Turkish stocks, as measured by the BIST-100 Index, returned almost 3.3%. The market was closed on Tuesday for a holiday.

It was an active week for Turkey’s central bank. On Thursday, policymakers decided to reduce the country’s key interest rate, the one-week repo rate, to 8.25% from 8.75%. The move was widely expected. Earlier in the week, the central bank reached an agreement with Qatar’s monetary authorities to triple the size of their existing foreign exchange swap line, to USD 15 billion from USD 5 billion. Turkey’s central bank is believed to be in negotiations with other major central banks to establish similar swap lines. The government, meanwhile, has been strongly encouraging domestic banks and corporations to buy Turkish government bonds and to minimize exchanges of lira for other currencies.

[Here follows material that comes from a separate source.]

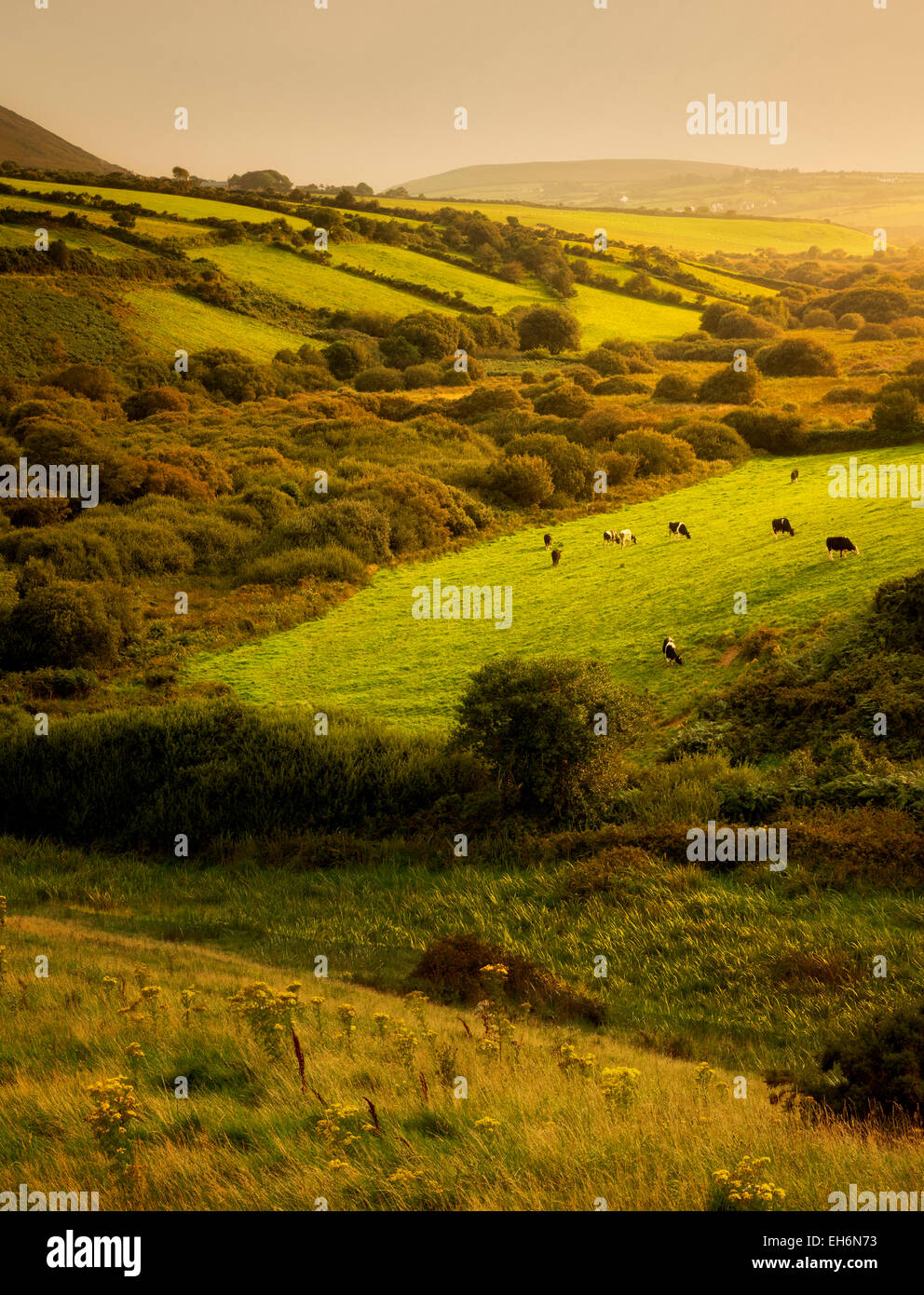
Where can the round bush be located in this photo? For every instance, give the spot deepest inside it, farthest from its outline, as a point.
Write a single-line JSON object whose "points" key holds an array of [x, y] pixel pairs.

According to T. Rowe Price Sovereign Analyst Peter Botoucharov, Turkey’s intention is to become self-financing as much as possible through these efforts to control interest rates, stabilize the lira, and reduce capital outflows. While these efforts could reduce some interest rate and lira volatility, they do not change Turkey’s poor macroeconomic fundamentals, including large funding needs and negative real (inflation adjusted) interest rates.

Brazilian shares rise on hopes for currency intervention

Stocks in Brazil, as measured by the Bovespa Index, returned about 6.0%. The market was bolstered by a stronger currency following hawkish comments from central bank president Roberto Campos Neto about the real. Campos Neto acknowledged that the central bank had recently increased its interventions to support the real—which has weakened significantly this year versus the U.S. dollar—and expressed a willingness to continue using the central bank’s foreign exchange reserves if needed to stabilize it. These hawkish comments would seem to be a noteworthy departure from his previous stance that currency weakness was not a concern.

The stock market stayed open throughout the week despite an unusual decision by the governor of the state of Sao Paulo and the mayor of the capital city with the same name to move several holidays from later this year to Wednesday and Thursday of this week, plus Monday, May 25. As reported by Reuters, individual employers were given the option of observing a holiday on Friday. Because Brazil’s coronavirus outbreak has intensified—the country now has the third-highest number of confirmed cases in the world, behind only the U.S. and Russia—and President Jair Bolsonaro continues to downplay the need for quarantine measures, these political leaders intend to create a period for citizens to observe social distancing without imposing a full lockdown in hopes of reducing the infection rate.